Speed kills. And apparently causes horrendous facial disfigurement.
Iraq, by the way, is another example of this phenomenon. They're still massively corrupt and I don't doubt that many of the police and military we're training and equipping won't end up doing a little freelancing for the Mahdi Army or even Al Qaeda. Yet we've poured in a load of cash and seen some results there. It is, people agree, getting better. We've killed a lot of the bad guys and created functioning institutions where there was chaos. It's not pretty or efficient and the whole system's pretty fragile, but there's some order where there didn't use to be.

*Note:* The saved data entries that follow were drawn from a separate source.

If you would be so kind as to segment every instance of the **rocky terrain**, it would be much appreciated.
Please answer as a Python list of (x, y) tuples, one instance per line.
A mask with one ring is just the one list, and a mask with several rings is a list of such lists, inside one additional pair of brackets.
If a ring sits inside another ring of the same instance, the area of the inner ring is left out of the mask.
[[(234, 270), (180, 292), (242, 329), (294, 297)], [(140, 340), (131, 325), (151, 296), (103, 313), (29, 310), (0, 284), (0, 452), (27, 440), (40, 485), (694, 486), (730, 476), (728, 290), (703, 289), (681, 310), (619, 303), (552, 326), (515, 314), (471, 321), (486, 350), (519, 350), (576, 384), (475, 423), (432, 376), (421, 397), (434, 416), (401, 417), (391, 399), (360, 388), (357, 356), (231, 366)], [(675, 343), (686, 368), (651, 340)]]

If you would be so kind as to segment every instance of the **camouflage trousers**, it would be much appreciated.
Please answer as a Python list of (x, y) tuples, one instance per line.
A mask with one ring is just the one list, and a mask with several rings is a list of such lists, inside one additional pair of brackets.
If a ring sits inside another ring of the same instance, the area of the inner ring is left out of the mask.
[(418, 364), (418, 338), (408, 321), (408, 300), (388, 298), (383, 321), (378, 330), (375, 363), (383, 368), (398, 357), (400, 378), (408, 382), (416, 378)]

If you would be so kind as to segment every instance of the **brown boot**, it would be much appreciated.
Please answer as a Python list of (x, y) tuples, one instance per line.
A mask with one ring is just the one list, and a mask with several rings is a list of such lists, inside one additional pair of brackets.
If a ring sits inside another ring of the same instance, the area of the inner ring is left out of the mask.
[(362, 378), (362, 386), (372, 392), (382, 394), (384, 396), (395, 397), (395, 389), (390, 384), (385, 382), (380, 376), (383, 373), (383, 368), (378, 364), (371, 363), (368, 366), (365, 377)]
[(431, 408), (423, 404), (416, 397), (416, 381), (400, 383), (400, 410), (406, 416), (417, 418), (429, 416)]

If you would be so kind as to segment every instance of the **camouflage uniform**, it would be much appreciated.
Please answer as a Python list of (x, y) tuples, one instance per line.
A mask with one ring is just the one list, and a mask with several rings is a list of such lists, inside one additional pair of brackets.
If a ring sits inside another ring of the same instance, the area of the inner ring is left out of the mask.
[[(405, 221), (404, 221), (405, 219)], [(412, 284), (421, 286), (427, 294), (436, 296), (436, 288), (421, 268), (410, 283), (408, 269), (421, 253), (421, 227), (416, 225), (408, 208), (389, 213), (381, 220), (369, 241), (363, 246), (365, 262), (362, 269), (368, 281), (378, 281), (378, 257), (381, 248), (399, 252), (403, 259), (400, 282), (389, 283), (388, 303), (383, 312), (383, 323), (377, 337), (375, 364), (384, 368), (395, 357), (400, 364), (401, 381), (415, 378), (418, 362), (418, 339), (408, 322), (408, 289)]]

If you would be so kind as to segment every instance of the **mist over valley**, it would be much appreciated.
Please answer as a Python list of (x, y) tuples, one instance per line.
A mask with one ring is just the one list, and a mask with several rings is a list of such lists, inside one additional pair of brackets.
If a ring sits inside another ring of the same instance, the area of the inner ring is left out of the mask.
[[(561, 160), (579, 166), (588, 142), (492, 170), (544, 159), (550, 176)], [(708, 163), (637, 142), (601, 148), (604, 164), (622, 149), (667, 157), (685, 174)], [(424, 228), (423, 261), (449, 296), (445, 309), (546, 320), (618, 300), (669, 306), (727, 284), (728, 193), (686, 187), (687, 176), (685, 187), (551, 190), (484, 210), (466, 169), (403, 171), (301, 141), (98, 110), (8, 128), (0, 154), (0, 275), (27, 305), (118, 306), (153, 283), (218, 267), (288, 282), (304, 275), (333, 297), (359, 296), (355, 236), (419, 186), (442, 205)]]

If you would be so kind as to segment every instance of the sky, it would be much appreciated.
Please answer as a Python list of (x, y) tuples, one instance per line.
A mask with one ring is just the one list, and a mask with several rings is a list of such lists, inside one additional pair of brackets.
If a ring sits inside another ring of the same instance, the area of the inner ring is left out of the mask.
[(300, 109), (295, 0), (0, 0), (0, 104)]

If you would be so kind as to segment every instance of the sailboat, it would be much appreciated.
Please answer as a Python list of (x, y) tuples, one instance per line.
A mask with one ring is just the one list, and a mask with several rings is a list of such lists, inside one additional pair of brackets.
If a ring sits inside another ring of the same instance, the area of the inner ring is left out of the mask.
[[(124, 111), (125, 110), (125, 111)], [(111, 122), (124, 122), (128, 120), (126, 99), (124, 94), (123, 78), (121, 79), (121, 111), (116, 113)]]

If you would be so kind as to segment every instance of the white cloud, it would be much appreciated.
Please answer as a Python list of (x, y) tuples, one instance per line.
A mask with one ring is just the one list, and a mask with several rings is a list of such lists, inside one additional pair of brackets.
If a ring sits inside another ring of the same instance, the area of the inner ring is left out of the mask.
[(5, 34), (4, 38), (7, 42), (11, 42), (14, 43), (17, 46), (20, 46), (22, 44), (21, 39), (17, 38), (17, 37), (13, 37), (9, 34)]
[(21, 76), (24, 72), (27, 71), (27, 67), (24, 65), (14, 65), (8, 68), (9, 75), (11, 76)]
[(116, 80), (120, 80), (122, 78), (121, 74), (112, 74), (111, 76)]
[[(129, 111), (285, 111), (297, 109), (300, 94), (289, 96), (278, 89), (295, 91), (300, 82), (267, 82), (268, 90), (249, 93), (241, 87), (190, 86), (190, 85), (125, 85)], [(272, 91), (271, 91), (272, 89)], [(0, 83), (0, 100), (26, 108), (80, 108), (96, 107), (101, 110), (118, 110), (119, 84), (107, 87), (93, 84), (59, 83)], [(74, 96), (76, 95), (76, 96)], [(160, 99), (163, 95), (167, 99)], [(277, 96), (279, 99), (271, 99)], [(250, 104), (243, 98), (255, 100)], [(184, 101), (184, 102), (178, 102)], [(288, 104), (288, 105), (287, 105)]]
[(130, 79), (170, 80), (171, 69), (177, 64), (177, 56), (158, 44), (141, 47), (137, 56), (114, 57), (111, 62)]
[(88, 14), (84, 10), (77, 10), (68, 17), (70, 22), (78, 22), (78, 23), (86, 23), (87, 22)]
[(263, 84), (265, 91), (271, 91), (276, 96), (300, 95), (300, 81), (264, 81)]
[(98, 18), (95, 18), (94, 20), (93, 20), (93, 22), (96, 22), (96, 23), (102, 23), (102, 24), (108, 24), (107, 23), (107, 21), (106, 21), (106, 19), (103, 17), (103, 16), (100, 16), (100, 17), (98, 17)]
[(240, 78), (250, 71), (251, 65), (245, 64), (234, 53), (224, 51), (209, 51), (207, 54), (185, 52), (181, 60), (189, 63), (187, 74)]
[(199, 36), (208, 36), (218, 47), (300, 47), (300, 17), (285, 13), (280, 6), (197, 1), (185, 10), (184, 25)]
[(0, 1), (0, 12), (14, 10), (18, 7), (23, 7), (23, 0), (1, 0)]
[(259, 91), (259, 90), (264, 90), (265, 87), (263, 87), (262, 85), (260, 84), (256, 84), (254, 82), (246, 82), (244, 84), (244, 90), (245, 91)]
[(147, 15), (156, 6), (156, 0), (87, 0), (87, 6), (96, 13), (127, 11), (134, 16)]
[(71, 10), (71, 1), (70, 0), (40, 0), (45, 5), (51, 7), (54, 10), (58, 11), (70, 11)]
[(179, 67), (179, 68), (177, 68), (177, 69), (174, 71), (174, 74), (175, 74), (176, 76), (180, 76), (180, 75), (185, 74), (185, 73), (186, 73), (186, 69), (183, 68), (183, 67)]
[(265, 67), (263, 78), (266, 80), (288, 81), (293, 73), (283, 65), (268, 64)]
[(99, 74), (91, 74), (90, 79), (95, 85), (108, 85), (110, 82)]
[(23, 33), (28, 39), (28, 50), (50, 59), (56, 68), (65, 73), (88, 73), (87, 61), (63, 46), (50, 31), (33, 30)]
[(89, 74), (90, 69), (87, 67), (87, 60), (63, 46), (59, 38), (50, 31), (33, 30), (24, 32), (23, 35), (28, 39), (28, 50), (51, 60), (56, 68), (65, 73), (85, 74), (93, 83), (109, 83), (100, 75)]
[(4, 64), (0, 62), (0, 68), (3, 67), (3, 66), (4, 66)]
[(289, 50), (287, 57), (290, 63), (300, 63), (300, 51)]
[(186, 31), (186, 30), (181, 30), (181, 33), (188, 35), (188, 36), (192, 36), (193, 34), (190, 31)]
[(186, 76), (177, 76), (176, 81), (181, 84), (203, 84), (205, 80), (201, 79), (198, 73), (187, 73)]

So there's a good chance that Mexico is ready for this new initiative. But we'd be idiots to give them $1.4 BILLION--seven times as much money as in that picture up there--without a certain amount of oversight as to where our money is going, and to make sure it's actually being spent on maintaining equipment and paying policemen decently and not going into some bureaucrat's numbered account in the Netherlands Antilles.
Which brings us to---
THE UGLY: Calderon is pitching a walleyed fit over the idea that there may strings and conditions that come with this ONE POINT FOUR BILLION DOLLAR GIFT HORSE he's looking in the mouth. (Who does he think we are, the World Bank?) Mexico, he claims, is a proud country, a sovereign country...and if they blow this deal because of their pride, well, I'm sorry, but they're a dumb country.
But even dumber is the political timing of this blowup. The Bush administration apparently hammered this out without congressional involvement to avoid comparisons to Plan Colombia, apparently anticipating an attack from the left. But Michelle points out why this is so galling to the American right as well:
We can’t finish our own border fence, properly supply our immigration agents and border patrol with all the equipment and resources they need, or get our house in order. Yet, the Bush administration wants to fork over $1.4 billion to Mexico and Central America–with much of it going into the hands of corrupt law enforcement officials and government bureaucrats who have worked tirelessly to undermine our immigration laws.
It's kind of hard to argue with that. The Bush administration and Congress see clearly the need for border security abroad, but are so pettifogged by our open-borders advocates and cheap labor business that they've closed their eyes to the need for it at home.
It's kind of sad: our politicians concentrate on the security threats to Mexican border and leave our own border undefended. Meanwhile they work to prevent this political threat from the left of a comparison to Plan Colombia--but then walk right into a punch from the border security crowd that they should have seen coming from a long way out--like, say, this summer, when the White House freely admits they "underestimated the skepticism".
Me, I think strong fences make good neighbors, and border security makes sense in Mexico just like it does in the United States. If we can convince Calderon to quit his macho posturing and take the deal with oversight included, I think it's probably in our interest. It's just a shame that Congress and the Bush Administration's--and especially that putz McCain's--delusions of amnesty have made this a whole lot more complicated than it has to be. I hope the burden of the anger this generates gets poured into political consequences for McCain and Graham, and not into sinking this bill. Watching it, yes, and making sure it does what it's supposed to do, yes, but I'm not ready to scuttle it when there are more pressing uses for our political capital. Like fixing Congress.